Deux motifs empêchent pourtant le Québec de pavoiser. D'une part, de nombreux médias québécois empêchent l'opinion publique de se faire une idée juste de la performance québécoise en matière de criminalité des mineurs. D'autre part, le gouvernement québécois lui-même rate d'excellentes occasions d'aligner son comportement sur ses plaidoyers.

Les années passent, la criminalité stagne ou régresse, les statistiques offrent de plus en plus généreusement la possibilité de confronter la réalité et les préjugés, mais rien n'y fait : bon nombre de médias s'adressent aux Québécois comme si la violence atteignait chaque jour de nouveaux sommets. Les jeunes sont les premières victimes de la criminalité de leur génération, mais l'assassinat d'un couple de vieillards fait quand même la manchette. Le jaunisme crée l'affolement et l'affolement sert la cause de la répression. Au nom, bien sûr, de la liberté de presse et du droit du public à l'information...

Les gestes et les propos du gouvernement, avant et après le Sommet des Amériques par exemple, renforcent eux aussi, étrangement, le même courant répressif. Quand on présume la violence au point de préparer d'avance une prison de plusieurs centaines de places pour y accueillir les casseurs, ce n'est pas la réhabilitation qui parle. Quand on lance contre Germinal des accusations gonflées, on entretient l'opinion québécoise dans le sentiment que, malgré les coups de glotte des gouvernants, le projet de loi fédéral a quand même sa raison d'être. Quand on réclame du gouvernement central de nouveaux moyens pour combattre les motards criminalisés sans cependant épuiser les moyens qui sont à la portée de l'autorité provinciale, on fait peut-être de la politique, mais on ne baigne pas dans la cohérence.

Autant dire que la légitime protestation québécoise face à la nouvelle loi sur les jeunes contrevenants convaincrait davantage si les médias qui la transmettent et l'endossent ne maintenaient pas l'opinion publique dans les préjugés et l'affolement et si le gouvernement québécois découvrait les vertus de la constance et de la cohérence.
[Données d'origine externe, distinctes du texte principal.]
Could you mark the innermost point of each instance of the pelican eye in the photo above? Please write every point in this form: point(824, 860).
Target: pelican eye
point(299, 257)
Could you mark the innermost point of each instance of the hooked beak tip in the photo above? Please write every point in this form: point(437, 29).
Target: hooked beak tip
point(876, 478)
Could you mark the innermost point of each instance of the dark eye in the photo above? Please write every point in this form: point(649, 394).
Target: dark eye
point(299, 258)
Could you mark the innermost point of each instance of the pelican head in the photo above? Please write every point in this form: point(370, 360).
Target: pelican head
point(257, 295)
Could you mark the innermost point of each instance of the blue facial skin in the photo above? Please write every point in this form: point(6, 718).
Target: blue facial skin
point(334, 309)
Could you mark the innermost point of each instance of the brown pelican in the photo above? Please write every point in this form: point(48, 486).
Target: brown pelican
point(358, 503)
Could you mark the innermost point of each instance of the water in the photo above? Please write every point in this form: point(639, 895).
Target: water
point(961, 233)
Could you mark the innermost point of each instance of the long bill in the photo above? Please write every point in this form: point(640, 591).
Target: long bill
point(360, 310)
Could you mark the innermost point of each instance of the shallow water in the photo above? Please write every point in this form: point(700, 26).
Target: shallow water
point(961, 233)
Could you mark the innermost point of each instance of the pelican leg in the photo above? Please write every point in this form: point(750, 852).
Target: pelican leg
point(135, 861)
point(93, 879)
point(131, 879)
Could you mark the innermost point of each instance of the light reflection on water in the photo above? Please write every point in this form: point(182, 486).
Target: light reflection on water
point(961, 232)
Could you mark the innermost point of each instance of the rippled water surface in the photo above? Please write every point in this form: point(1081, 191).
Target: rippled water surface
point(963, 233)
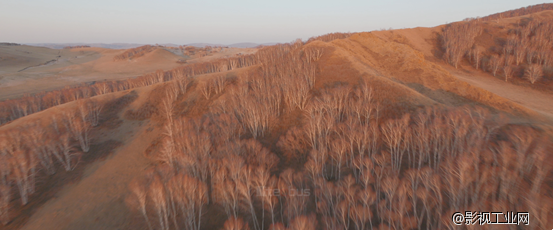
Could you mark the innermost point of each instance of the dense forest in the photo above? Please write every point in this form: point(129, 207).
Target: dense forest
point(265, 143)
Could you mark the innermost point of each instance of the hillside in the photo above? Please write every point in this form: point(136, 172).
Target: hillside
point(374, 130)
point(27, 69)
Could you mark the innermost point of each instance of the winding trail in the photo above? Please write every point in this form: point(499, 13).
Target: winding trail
point(538, 101)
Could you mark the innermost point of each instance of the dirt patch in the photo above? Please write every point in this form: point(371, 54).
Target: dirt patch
point(50, 186)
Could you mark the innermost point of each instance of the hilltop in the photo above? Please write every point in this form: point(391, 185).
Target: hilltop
point(386, 129)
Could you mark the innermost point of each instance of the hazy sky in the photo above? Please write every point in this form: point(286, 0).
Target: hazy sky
point(223, 21)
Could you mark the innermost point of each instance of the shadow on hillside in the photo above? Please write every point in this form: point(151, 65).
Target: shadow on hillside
point(442, 96)
point(49, 186)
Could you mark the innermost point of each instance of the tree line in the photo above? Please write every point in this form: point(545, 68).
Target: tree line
point(37, 149)
point(357, 169)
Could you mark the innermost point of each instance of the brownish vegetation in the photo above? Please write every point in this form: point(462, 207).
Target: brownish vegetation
point(521, 51)
point(281, 145)
point(361, 169)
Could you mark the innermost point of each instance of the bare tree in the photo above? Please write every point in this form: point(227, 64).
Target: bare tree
point(79, 129)
point(507, 72)
point(533, 73)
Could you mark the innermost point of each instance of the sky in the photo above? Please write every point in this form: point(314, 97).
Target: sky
point(224, 21)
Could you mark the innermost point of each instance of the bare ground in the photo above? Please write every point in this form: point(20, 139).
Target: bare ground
point(98, 200)
point(538, 101)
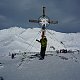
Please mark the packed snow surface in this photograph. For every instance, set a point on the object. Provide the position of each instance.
(62, 66)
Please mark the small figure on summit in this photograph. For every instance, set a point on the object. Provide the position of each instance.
(43, 42)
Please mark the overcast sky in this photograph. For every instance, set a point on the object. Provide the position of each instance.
(18, 13)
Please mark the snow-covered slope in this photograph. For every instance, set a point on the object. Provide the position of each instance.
(18, 39)
(59, 66)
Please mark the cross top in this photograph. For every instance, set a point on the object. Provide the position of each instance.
(44, 21)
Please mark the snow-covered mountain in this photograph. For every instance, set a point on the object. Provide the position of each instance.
(55, 66)
(18, 39)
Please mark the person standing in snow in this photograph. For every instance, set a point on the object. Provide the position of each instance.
(43, 42)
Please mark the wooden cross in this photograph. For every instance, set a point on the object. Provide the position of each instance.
(44, 21)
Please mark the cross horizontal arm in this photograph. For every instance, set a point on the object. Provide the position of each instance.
(53, 22)
(34, 21)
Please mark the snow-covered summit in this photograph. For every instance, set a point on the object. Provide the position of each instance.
(19, 39)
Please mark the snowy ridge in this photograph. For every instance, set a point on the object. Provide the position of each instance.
(18, 39)
(55, 66)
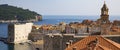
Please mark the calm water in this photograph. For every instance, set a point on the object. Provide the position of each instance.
(47, 20)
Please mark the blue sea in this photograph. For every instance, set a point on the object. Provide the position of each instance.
(51, 19)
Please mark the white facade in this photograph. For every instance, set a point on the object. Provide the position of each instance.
(20, 33)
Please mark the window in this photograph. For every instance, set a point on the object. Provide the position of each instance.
(74, 48)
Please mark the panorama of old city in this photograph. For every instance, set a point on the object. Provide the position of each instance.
(24, 34)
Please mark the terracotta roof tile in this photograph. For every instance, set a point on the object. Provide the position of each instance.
(102, 44)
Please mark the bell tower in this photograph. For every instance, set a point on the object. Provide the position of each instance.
(104, 14)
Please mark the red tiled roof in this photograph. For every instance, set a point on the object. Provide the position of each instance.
(102, 44)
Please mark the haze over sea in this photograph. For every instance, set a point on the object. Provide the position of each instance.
(52, 19)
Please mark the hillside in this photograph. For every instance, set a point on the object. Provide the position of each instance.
(8, 12)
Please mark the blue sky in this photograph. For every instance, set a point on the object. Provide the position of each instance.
(66, 7)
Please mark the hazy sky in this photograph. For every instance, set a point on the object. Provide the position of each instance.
(66, 7)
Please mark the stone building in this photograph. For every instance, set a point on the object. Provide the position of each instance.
(61, 41)
(18, 33)
(104, 15)
(94, 43)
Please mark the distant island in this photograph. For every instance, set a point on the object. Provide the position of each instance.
(8, 12)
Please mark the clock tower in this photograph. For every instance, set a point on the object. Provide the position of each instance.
(104, 14)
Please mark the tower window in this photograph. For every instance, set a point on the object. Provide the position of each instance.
(74, 48)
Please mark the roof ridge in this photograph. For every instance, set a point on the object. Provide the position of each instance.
(111, 42)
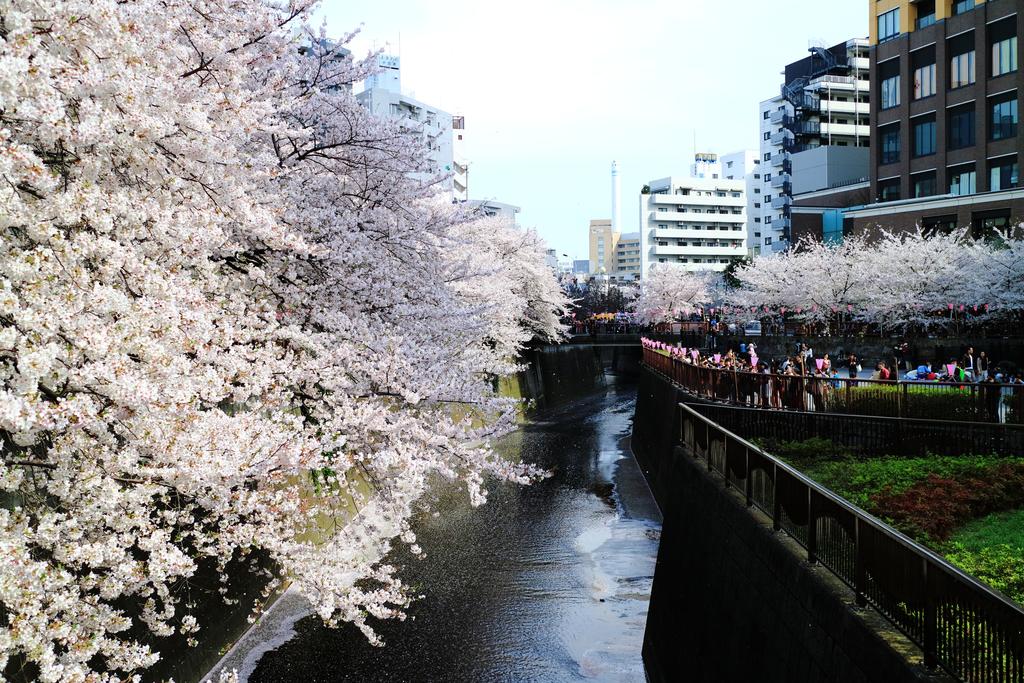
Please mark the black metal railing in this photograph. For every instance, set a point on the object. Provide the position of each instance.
(890, 436)
(964, 401)
(960, 624)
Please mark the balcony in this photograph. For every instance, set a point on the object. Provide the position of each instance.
(693, 199)
(849, 129)
(806, 128)
(698, 251)
(836, 107)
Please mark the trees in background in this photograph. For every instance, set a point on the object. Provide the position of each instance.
(671, 291)
(232, 318)
(900, 281)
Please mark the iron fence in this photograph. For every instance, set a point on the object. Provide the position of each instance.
(960, 624)
(984, 401)
(876, 435)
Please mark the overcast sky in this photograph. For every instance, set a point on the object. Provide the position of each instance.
(554, 90)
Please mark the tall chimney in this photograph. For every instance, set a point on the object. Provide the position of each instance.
(616, 209)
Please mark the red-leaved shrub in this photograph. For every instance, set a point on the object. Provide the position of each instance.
(934, 507)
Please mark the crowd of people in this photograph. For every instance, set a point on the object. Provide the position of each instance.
(806, 382)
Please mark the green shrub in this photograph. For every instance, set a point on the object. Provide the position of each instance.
(931, 402)
(805, 453)
(1000, 566)
(858, 480)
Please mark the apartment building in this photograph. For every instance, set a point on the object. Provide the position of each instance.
(383, 97)
(699, 223)
(946, 143)
(745, 166)
(824, 101)
(627, 257)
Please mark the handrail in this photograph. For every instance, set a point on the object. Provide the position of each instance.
(964, 401)
(970, 630)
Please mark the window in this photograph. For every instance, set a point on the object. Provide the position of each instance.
(889, 88)
(1005, 56)
(962, 62)
(961, 6)
(938, 224)
(924, 135)
(985, 223)
(889, 25)
(963, 179)
(961, 126)
(924, 81)
(889, 143)
(1003, 173)
(924, 184)
(889, 189)
(1003, 123)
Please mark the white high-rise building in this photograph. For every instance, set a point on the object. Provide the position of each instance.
(699, 223)
(460, 163)
(745, 166)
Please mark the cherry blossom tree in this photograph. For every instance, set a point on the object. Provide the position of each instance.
(900, 281)
(235, 319)
(671, 291)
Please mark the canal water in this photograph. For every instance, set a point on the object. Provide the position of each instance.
(545, 583)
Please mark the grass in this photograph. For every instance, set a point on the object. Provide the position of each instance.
(919, 491)
(991, 548)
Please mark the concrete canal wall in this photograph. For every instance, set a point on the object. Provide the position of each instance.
(733, 600)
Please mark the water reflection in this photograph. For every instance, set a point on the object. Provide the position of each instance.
(545, 583)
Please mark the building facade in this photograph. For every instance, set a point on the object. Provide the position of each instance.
(603, 240)
(382, 96)
(745, 166)
(698, 223)
(627, 257)
(946, 144)
(824, 102)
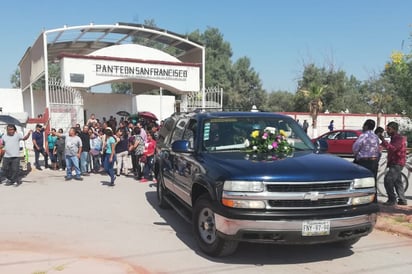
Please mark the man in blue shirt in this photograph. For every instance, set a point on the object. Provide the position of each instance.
(11, 159)
(366, 148)
(38, 147)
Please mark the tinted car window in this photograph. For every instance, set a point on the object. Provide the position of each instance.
(231, 133)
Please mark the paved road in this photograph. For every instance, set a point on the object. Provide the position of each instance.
(52, 226)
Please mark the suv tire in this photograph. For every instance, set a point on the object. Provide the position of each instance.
(204, 228)
(161, 192)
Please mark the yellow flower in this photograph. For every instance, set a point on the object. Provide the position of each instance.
(255, 134)
(397, 57)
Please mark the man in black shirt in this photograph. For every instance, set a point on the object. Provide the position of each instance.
(85, 156)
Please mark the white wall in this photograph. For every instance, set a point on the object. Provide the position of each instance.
(107, 104)
(11, 100)
(161, 108)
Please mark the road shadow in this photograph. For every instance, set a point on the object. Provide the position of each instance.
(249, 253)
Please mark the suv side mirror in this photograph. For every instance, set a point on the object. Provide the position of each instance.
(321, 146)
(181, 146)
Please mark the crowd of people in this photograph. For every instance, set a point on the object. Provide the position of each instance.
(116, 148)
(128, 148)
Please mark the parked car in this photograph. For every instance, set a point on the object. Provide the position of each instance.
(212, 168)
(340, 141)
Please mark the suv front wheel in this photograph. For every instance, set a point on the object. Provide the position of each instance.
(161, 192)
(204, 228)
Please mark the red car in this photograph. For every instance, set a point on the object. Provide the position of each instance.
(340, 141)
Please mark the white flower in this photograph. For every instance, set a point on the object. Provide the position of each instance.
(271, 130)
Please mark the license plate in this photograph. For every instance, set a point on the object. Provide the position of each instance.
(315, 228)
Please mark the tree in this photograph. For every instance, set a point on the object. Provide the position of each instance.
(246, 88)
(314, 93)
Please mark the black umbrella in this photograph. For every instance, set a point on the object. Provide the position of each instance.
(123, 113)
(147, 115)
(8, 119)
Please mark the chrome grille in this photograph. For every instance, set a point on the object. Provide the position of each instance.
(333, 186)
(309, 203)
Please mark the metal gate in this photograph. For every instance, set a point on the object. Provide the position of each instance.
(66, 105)
(213, 99)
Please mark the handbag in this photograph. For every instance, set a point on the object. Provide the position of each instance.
(143, 159)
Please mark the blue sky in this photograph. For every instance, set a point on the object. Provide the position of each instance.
(279, 37)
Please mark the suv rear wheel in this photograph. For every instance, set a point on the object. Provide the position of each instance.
(204, 228)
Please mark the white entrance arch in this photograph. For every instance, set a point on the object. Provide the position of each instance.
(167, 60)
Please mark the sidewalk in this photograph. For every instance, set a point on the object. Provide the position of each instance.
(395, 219)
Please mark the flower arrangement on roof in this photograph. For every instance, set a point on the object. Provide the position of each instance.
(270, 140)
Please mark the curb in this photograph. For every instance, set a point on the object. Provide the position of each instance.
(386, 220)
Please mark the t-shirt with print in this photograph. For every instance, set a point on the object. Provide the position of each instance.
(109, 143)
(12, 145)
(72, 145)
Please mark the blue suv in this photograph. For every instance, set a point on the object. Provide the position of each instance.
(257, 177)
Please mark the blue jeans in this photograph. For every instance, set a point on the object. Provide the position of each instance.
(393, 182)
(84, 161)
(11, 168)
(148, 166)
(108, 166)
(37, 153)
(72, 161)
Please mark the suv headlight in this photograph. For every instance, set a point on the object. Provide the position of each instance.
(244, 186)
(364, 182)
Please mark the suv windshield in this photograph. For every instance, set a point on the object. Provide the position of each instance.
(236, 133)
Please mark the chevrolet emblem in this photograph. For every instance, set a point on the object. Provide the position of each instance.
(313, 196)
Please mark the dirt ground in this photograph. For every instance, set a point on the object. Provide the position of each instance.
(395, 219)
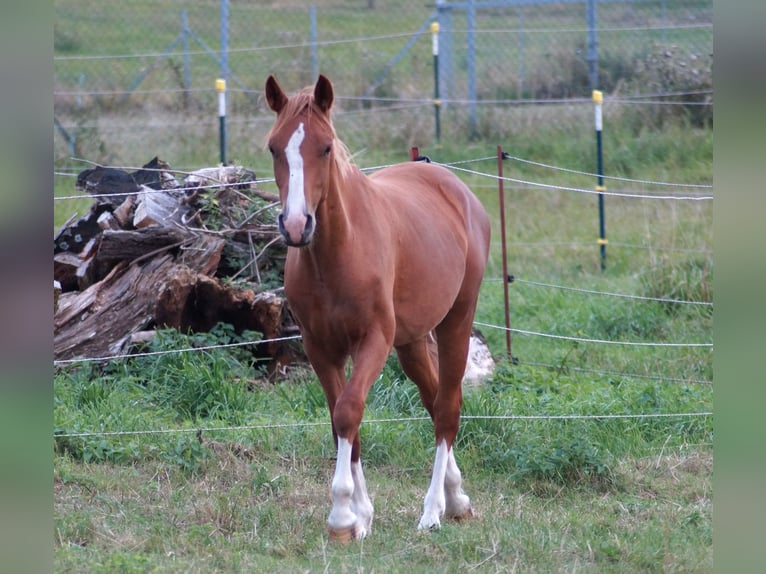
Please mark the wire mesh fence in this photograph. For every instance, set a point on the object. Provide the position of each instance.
(132, 77)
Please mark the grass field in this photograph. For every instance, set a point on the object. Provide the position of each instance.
(627, 491)
(617, 495)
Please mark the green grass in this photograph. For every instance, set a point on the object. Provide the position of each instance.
(562, 494)
(607, 495)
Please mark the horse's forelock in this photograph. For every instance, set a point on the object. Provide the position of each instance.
(303, 103)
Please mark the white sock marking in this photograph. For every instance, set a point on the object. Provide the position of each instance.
(361, 504)
(341, 515)
(434, 503)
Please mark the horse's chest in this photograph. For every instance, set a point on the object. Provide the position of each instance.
(324, 312)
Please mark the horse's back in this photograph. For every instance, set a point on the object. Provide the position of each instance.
(432, 195)
(441, 231)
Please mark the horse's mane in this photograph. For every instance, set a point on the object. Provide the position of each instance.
(303, 103)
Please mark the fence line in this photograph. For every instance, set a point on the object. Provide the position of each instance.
(170, 351)
(623, 295)
(612, 243)
(61, 362)
(580, 189)
(548, 166)
(586, 340)
(268, 426)
(376, 38)
(565, 367)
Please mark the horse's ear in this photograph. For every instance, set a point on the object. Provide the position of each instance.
(323, 94)
(274, 95)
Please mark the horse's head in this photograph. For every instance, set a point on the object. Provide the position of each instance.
(301, 145)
Pendant ce temps, un peu partout dans le monde, bien d'autres consciences choisissent elles aussi de ne pas voir les réalités qui pourraient les troubler. Quand Colin Powell augmente d'une dizaine de millions les versements américains aux taliban de l'Afghanistan, il oublie de préciser si les femmes seront mieux traitées par ce régime censément honni. Quand l'armée macédonienne prend prétexte de la légitime défense du territoire national pour brutaliser et torturer quiconque lui semble faire partie de la menace albanophone, on est surpris de constater que Human Rights Watch, comme d'habitude, dénonce aujourd'hui vainement ce que le Tribunal pénal pour l'ex-Yougoslavie découvrira dans quelques années peut-être. Quand la France renvoie aux oubliettes les sinistres preuves de son comportement pendant la guerre d'Algérie, la justice, là aussi, demeure à bonne distance de son idéal.

La justice, comme la démocratie, est une utopie, c'est-à-dire un idéal toujours distant, mais toujours désirable. Ceux qui pensent pratiquer une justice pure et parfaite et en profitent pour donner des leçons se rangent un peu trop vite parmi les canonisés.

P.S. Je sais que les inculpés du groupe Germinal sont majeurs (ils ont tous entre 20 et 23 ans), mais j'apparente ici diverses astuces policières et gouvernementales qui visent à affoler l'opinion publique et qui servent de justification au durcissement de la législation.